Reference: Troubleshoot Turn Signal Relay - Turn Signal works, indicator flashes once and turns off. Hella DOT TBB 26 1-4x21W-12V 4DB 002 479-08 (A)71315 See Standard Troubleshooting Disclaimer on Main Page
Odd thing. I finally think I had one of those experiences we were told we would someday have. It was like the scene in Red Planet when Val Kilmer says (trying to figure out their way to the Mars Habitat Shelter before their air runs out) :"This is it. That moment our teachers said that someday algebra would save our lives". I now know a bit more about the flasher relay than I would like and I think physics saved me $59.
Removing the fairing was pretty simple actually. As to the turn signals, they used to be up on the fairing and had two wires each - a hot and a ground. The ground went back to the 31 block (the brown one on the bottom - brown as ground). So when the light was on its circuit was fairly clean although connectors can create some resistance. Lets just consider this the 'normal state' of that circuit.
How does a turn signal work? There are several good sites - check out the Vespa repair site. It has a fine explanation.
Basically for this troubleshooting you need to know that there are two magnetic coils in the relay that serve to interrupt the circuit. One is associated with the lights and one acts in parallel and runs the little turn signal indicator light in the instrument console.
When I went to the stalk lights I increased the resistance on the circuit since they are now grounded through the frame and not the block. This affected the behavior of the capacitor in the relay. It apparently had enough juice to pull down its own coil repeatedly, but after the first discharge it failed to provide adequate amps to the second coil (indicator on instrument cluster) to allow it to repeat. So when you turn on the signal it works, but the indicator blinks once and then does not blink again.

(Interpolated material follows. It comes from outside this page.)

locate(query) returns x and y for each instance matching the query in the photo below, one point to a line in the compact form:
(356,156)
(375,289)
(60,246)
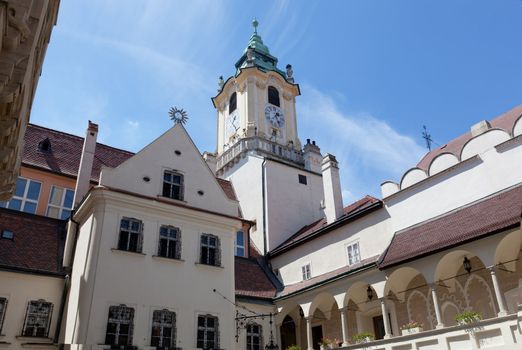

I opened up the relay by spreading the base of the cap and examined the relay. Be VERY GENTLE. These things can bounce around all day, but there are some very fine parts that if touched roughly can damage the entire piece. After a couple of days learning about relays and looking at this problem I did the scientific thing of...(See Standard Disclaimer)...placing my fingernail behind the bar that completes the signal and push it about 1/64th of an inch closer to its coil. Bingo! It started to work just fine. So I could either 1) adjust the rest for this bar and bend it closer and reduce the travel distance...or 2) adjust the spring tension and and make it easier to move the bar. I did 2) since it looked like the spring was designed to have its tension adjusted. That's it... a $59 replacement avoided. Clean it up with electronic parts cleaner, grease it with some dielectric grease to preserve and clip it back into the bike. Good riding!